This collection contains a small selection of archives relating to key markets and market related spaces in the Sydney local area.
Market places were the civic and commercial heart of the city. Produce – fruit, vegetables, butchered meat, poultry, dairy products and other goods – are brought and sold, both retail and wholesale. Because of this retail activity, the market place was the place where people gathered, to trade and to socialise and be entertained.
Sydney’s first markets were at Circular Quay, but in 1810 Governor Macquarie relocated them west along George Street, on the present site of the Queen Victoria Building. This site was close to the wharves at Darling Harbour, and goods transported by boat were unloaded at the Market Wharf.
The George Street Markets (also known as Central Markets) provided undercover stalls that traders could lease to sell their produce. They were regulated from the City Council from the time it was formed in 1842.
As the George Street Markets occupied prime retail land, there was soon pressure to move them from the city centre.
The Haymarket district of Sydney was named for the hay and corn markets that operated here from the early 1830s. The City Council officially established produce markets on Campbell Street in 1869, named Belmore Markets. These were replaced by a new markets building on the present site of the Capitol Theatre, in 1893 which were officially named for the Mayor, Sir W P Manning. In practice, they were generally referred to as the ‘New Belmore Markets’ while the original Belmore Markets were known as the ‘Old Belmore Markets’.

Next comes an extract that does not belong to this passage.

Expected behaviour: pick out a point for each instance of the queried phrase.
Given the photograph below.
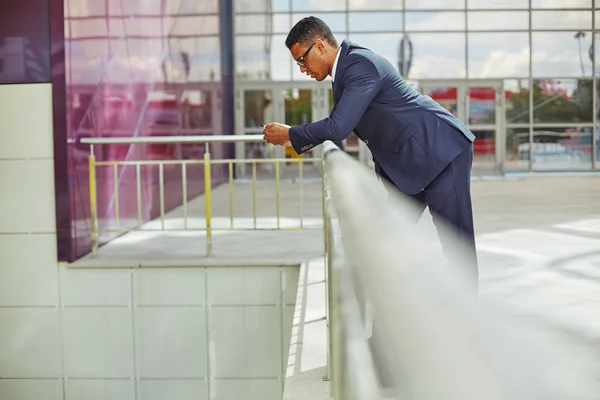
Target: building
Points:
(521, 73)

In the late 1890s, the George Street Markets were torn down and replaced with the Queen Victoria Building. New fruit and vegetable markets (City Markets) were established in the early 20th century, closer to the coastal shipping wharves at Darling Harbour and the associated railway goods line and yards. In 1976, the Sydney Markets moved to Flemington and the market buildings were redeveloped for other uses, although one of the original buildings remains home to Paddy’s Markets.